The 1857 sourdough, for those of you who don’t know the story, came to me via my friend Harriet who got it from her college room mate at the University of Florida in the 60s. She received it from her friend who got it from his grandmother – and it had been in her family since 1857. The point of telling you all of this is that it was made, and has been constantly refreshed and used to bake bread, by measuring the flour and water in cups. 1 cup of 1857 sourdough was made with 1/2 cup of white wheat flour and 1/2 cup of water mixed together and added to, in the same proportions, every day for four days. It could have been a tea cup, it could have been a shaving mug, could could have been a wine glass. Having been made, it lasts forever (if the 1857 is any indication) as long as it is stored in an airtight container in a cool place, or dried. When you want to make bread, refresh it by taking 1 volume measure of your choice of the sourdough and adding the same volume measure of water and of flour. For every volume measure of refreshed sourdough add 1.5 of water and 6-8 of flour depending on the flour, and some salt. Make it over one day, make it over two. Proof it in the fridge, on the balcony, or in the kitchen. Stretch and fold it if you feel like it and/or if it needs it to tighten it up. Bake it when it has doubled in bulk. Trust the dough.

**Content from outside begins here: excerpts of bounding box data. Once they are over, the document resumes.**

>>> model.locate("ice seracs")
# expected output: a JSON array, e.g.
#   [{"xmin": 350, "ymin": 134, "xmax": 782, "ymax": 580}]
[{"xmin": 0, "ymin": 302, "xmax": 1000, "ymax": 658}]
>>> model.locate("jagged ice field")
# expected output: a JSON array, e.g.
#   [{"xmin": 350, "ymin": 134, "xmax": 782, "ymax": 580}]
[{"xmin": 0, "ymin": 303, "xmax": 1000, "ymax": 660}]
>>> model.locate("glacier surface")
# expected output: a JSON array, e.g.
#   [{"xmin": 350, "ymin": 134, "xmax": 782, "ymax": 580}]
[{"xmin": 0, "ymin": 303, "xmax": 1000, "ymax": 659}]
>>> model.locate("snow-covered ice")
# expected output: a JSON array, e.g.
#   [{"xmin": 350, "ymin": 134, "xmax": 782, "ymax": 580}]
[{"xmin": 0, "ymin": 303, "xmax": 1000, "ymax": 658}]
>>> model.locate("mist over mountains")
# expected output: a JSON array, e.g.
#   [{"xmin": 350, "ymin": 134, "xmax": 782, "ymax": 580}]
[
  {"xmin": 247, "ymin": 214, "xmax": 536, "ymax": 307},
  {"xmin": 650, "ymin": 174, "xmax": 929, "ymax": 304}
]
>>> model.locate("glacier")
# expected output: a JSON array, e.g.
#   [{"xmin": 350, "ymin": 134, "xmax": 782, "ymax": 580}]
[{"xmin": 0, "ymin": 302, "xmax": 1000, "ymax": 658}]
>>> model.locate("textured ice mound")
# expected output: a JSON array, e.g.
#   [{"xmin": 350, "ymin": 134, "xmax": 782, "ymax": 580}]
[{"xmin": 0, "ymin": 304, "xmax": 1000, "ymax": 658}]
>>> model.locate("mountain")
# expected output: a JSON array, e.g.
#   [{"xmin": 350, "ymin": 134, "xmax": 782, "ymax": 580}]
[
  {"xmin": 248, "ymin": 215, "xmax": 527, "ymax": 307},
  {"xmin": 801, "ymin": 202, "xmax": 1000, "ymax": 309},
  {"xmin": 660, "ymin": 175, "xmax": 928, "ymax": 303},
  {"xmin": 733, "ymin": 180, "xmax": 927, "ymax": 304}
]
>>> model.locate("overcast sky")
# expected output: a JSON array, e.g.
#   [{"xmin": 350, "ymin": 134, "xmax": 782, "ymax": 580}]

Baking with people who prefer using scales requires a little more detail. I don’t like detail and I seem to have a mental block against the scale on this occasion. I will start weighing and then just kind of forget half way through. I tried experimenting with other recipes – maybe there was something better around – only to realise that many sourdough recipes assume a starter that has been made by weighing equal amounts of flour and water rather than using equal volume measurements. A starter made with equal weights of flour and water is 50% water by weight. The 1857 starter, on the other hand, is 60% water by weight. So, I have had to adjust everything but persist in adding flour without weighing it and so I still don’t know how much I have added beyond a cup here and a handful there. I still do not know in the way that you have to know to teach people who are used to using a scale. Naturally I could simply adjust the 1857 but then it would no longer be the 1857. For those of you who now have the 1857, the choice is yours:
1. Go crazy – adjust your recipes. (Other than the one I will post shortly which I think I have finally adjusted accurately)
2. Be safe – adjust the 1857 to suit recipes designed with a weighed sourdough in mind.
No really, I don’t have a bias.
I like cups because I grew up with them. I like cups because they catch my imagination. Not so many years ago, scales would have been the possessions of the very wealthy. If you were going to have access to scales you could only have been a servant in a wealthy household, the logic being that your employers would never have gone near the kitchen so they would not have used the scales. The poor cooked and baked with cups and spoons. Where I come from, you did not lug scales across the frozen north in the days when you had to carry everything you owned on you back, on a horse, or in a horse drawn waggon.
Scales or the baby? Ok, we’ll take the baby and continue measuring with cups and spoons.